I have a friend who has an e-Mac (75gig, 256Megbyte, OSX3.2 - just
updated to Tiger). She can't get on the net from her machine with a
phone modem. It had been working and than all of sudden she couldn't on
the net. Her computer seems to connect with her provider ( it states
"connecting" and after a few minutes it says " connected"). However
once connected, neither Outlook or Safari work. Outlook just grinds
away doing nothing and Safari within a few seconds comes back with a
message that indicates it can't establish a connection -- even though
there is a connection to the provider. It appears like it is waiting
for a password, but never asks for anything! I thought it sounded like
a virus. One tech thought that there could be some Spy Ware running,
redirecting the efforts of the CPU???
So there is the problem!
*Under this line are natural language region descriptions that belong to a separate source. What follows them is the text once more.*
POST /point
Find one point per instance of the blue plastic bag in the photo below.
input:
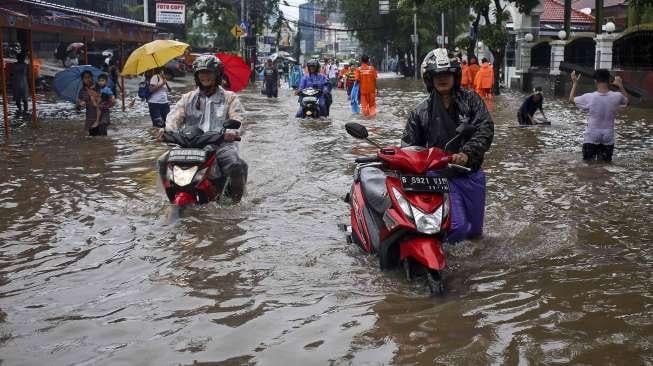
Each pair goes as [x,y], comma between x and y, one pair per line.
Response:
[467,195]
[355,97]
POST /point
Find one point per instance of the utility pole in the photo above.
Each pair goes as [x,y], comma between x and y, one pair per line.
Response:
[442,27]
[598,26]
[415,40]
[242,19]
[567,18]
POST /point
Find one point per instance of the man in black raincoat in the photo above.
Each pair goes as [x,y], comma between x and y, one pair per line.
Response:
[433,123]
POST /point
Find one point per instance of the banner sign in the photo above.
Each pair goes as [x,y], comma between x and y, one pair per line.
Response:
[171,13]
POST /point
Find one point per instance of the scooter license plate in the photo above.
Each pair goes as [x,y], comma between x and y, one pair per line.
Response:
[420,183]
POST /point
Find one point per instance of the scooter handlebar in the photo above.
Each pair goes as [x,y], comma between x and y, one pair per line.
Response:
[459,167]
[367,159]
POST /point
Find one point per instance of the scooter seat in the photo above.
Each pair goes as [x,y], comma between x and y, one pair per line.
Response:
[187,156]
[374,188]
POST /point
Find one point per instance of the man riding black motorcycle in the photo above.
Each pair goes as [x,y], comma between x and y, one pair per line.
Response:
[317,81]
[209,107]
[433,123]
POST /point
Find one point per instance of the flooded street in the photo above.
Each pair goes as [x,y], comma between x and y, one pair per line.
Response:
[91,273]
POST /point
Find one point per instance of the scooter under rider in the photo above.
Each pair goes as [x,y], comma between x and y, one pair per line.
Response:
[209,107]
[433,123]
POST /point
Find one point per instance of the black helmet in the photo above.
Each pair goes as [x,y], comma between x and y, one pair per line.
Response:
[438,62]
[208,63]
[313,63]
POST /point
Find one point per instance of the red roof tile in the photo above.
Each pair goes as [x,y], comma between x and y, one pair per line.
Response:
[554,12]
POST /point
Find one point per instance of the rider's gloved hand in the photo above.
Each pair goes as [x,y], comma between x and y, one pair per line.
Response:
[231,135]
[460,159]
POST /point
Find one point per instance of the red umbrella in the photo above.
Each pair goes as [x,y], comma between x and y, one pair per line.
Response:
[236,70]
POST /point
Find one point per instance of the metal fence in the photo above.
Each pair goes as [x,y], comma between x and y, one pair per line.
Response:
[634,51]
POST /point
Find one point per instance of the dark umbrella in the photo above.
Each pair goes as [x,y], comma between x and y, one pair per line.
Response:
[236,70]
[68,83]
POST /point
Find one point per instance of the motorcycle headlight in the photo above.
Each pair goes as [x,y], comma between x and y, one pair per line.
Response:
[200,175]
[428,223]
[403,203]
[183,177]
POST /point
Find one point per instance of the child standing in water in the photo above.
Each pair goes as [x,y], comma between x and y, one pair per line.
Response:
[19,82]
[103,102]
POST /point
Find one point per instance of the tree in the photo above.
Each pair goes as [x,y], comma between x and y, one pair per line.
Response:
[297,41]
[374,30]
[493,32]
[224,14]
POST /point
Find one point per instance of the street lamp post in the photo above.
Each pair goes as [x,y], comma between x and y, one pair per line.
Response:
[416,39]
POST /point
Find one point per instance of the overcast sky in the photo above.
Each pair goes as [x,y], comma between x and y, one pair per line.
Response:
[291,12]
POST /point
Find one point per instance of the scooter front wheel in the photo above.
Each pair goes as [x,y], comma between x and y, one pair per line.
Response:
[436,283]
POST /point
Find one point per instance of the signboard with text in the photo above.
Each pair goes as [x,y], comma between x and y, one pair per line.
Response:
[170,13]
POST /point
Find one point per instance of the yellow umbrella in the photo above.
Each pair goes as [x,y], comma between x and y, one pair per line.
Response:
[152,55]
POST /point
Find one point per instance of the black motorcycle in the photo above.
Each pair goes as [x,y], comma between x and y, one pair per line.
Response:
[309,102]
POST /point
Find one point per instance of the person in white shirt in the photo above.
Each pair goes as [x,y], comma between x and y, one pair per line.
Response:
[602,106]
[157,102]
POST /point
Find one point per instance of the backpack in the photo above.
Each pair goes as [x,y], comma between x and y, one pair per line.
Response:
[144,89]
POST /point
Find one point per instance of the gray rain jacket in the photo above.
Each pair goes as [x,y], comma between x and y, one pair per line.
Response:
[428,126]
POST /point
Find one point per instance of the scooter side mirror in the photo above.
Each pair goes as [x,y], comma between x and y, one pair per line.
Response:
[232,124]
[356,130]
[466,129]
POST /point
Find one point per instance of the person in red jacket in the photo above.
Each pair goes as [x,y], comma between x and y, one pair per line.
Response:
[473,70]
[366,76]
[465,79]
[484,80]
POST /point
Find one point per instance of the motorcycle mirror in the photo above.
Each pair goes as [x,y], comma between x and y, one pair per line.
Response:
[356,130]
[231,124]
[466,129]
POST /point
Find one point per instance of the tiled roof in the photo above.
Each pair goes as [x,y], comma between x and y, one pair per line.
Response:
[581,4]
[554,12]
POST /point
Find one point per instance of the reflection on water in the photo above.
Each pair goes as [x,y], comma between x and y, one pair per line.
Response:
[91,275]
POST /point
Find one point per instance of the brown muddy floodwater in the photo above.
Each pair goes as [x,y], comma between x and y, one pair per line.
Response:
[91,274]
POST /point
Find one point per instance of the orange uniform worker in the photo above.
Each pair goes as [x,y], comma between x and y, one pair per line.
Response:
[484,80]
[366,76]
[473,70]
[466,79]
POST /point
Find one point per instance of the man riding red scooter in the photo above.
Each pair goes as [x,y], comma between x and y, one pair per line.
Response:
[405,202]
[433,123]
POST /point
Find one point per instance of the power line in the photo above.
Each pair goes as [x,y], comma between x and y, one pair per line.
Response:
[304,24]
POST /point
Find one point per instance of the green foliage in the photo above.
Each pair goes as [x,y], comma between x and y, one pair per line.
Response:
[639,13]
[224,14]
[374,30]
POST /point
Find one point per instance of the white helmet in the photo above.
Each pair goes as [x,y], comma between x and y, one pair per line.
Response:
[437,61]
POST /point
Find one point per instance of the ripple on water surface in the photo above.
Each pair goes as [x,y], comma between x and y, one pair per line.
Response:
[90,273]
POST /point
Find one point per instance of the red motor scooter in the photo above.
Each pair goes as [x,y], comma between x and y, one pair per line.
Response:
[191,175]
[399,203]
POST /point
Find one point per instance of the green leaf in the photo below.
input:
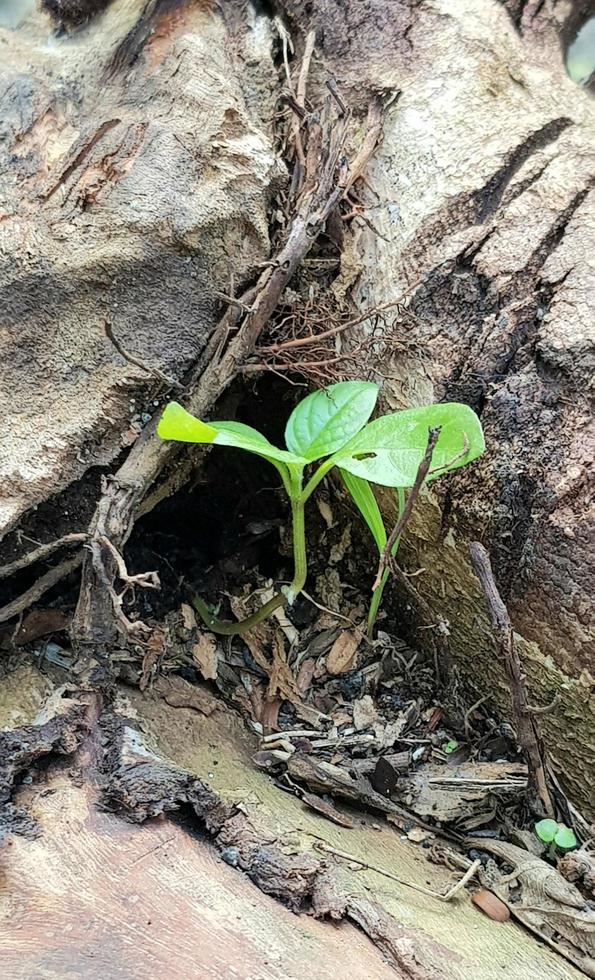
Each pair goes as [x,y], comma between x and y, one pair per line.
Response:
[389,450]
[565,838]
[325,420]
[178,424]
[546,830]
[366,502]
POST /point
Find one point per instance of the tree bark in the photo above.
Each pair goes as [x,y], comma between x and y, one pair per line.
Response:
[138,169]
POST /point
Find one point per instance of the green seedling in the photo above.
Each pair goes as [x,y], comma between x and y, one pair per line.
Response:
[557,835]
[331,429]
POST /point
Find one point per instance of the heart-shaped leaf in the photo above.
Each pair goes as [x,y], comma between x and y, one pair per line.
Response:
[178,424]
[565,838]
[326,420]
[546,830]
[389,450]
[365,501]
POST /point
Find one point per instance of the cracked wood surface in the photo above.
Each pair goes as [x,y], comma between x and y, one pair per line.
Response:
[483,185]
[95,895]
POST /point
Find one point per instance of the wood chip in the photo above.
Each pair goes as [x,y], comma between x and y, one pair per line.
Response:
[491,905]
[40,622]
[206,656]
[364,713]
[341,656]
[180,694]
[326,809]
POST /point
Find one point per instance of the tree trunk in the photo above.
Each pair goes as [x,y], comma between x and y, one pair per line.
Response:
[141,177]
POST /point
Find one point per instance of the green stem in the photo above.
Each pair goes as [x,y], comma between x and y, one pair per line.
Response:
[225,628]
[300,564]
[315,479]
[377,593]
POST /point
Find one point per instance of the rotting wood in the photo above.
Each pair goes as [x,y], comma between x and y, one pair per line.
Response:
[549,906]
[446,897]
[326,182]
[524,717]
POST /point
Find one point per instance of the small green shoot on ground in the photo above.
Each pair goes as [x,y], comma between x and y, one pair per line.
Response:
[557,835]
[331,428]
Now perhaps you guys might have a solution?
rich
On Jun 21, 2005, at 2:42 PM, Ron Steinke wrote:
> On 21 Jun, 2005, at 11:21, rich northouse wrote:
>
> Calling on the group's wisdom again -- What is the best Virus and Spy
> Ware detector for a Mac? Any good free stuff?
>
> I'm not so sure that you really need an anti-virus program. Are you
> using OS-9 or earlier? So far, I haven't heard about any virus that
> can affect OS-X even though Virex keeps putting out updates to their
> program.
>
> I know that someone will say that you should have an anti-virus
> program to prevent forwarding a PC virus that you may have gotten from
> a document that you received from another PC user, but that doesn't
> appear to me to be such a problem. If they insist on using a machine
> that is vulnerable to so much mal-ware, aren't they simply asking for
> trouble? According to statements I have read, there are over 97,000
> examples of viruses (virii?), trojan horses, macros, etc, that affect
> PCs and about 68 that affect Macs. With that condition, why worry
> about you giving something to a PC user when he is more likely to get
> it all on his own simply by using his machine on the internet?
>
> An experiment was done at a university in California with 8 brand new
> PCs right out of the boxes. They were plugged in, turned on, and
> configured for internet access. They had software installed that would
> sound an alert when any attempt was made to access them from the
> outside world. Operators sat down and started surfing the net, going
> to different sites so there wouldn't be any duplication of visits.
> Within 48 minutes, all 8 had sounded the alert.
>
> None of the machines were Macs, so the result from the experiment
> probably cannot be used with any degree of certainty. But---it does
> point out that PCs are not safe at all, even when they are brand new.